PHOENIX - Hoping to short-circuit future lawsuits, Attorney General Tom Horne wants to tell attorneys from cities around the state exactly what he thinks their communities can - and cannot - offer to domestic partners of their residents.
Horne has invited the lawyers to a closed-door meeting at the end of the month at his Phoenix office. Those who cannot make the trek to Phoenix can participate by phone.
Horne intends to identify the limits of city authority, but said he's also willing to listen to the other side.
"They may have things to tell me I haven't thought about," he said.
The meeting follows a decision by Bisbee council members to offer "civil unions" to their residents.
That ordinance was rescinded after Horne threatened to sue. Council members have directed their staff to recast it, this time in a way designed to avoid conflicts with state law and a legal fight with the attorney general.

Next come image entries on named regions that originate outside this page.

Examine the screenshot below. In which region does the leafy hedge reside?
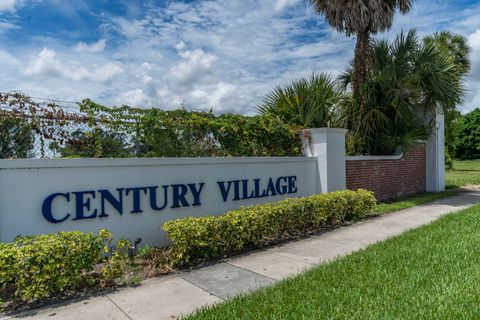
[0,231,103,301]
[162,189,376,266]
[77,99,302,157]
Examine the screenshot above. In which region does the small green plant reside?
[163,190,376,266]
[100,238,131,285]
[0,231,102,301]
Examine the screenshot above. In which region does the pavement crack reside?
[105,295,133,320]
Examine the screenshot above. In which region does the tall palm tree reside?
[258,73,342,128]
[341,30,464,154]
[423,31,470,169]
[309,0,414,109]
[423,31,470,76]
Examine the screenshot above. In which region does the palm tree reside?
[341,30,463,154]
[423,31,470,76]
[423,31,470,169]
[258,73,343,128]
[309,0,414,109]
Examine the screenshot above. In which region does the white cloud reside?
[75,39,107,53]
[0,0,480,114]
[170,49,217,88]
[0,0,20,12]
[275,0,298,12]
[24,48,123,82]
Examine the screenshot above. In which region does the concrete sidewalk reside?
[0,191,480,320]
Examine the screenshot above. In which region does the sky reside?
[0,0,480,114]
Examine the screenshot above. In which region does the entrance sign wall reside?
[0,129,345,245]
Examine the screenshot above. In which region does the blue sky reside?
[0,0,480,114]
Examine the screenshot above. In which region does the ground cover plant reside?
[0,191,464,310]
[186,205,480,320]
[162,189,376,266]
[445,159,480,189]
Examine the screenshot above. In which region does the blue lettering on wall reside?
[42,176,298,223]
[72,191,97,220]
[42,193,70,223]
[98,188,124,218]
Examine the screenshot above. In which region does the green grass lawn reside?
[187,205,480,320]
[445,160,480,189]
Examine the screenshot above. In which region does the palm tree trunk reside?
[353,31,370,114]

Horne has sidestepped the question of whether a city can actually offer civil unions. While the Arizona Constitution defines marriage as solely between one man and one woman, voters defeated a more wide-ranging measure that would have outlawed civil unions.
Horne said where Bisbee went wrong is in saying civil unions gave those parties the same rights in areas like community property and inheritance.
Those are rights defined in state statute, he said. Lawmakers have reserved those rights to couples who are married.
"They cannot violate state law," Horne said.
What they can do, he said, is act in areas where the Legislature has not.
For example, he cited ordinances in some cities which require hospitals to grant the domestic partners of patients the same visitation rights they would a spouse. "There's no state law pertaining to that," Horne said.
Cathi Herrod, president of the Center for Arizona Policy, which has been at the forefront of seeking to limit the rights and privileges of marriage solely to those who can legally wed, agrees.
She said Tucson and Phoenix allow unmarried individuals living together who have signed up with a domestic partnership registry to purchase family passes for the municipal swimming pools or the city zoo. Herrod, who is an attorney, said that appears to be entirely within the jurisdiction of the city and therefore not pre-empted by state law.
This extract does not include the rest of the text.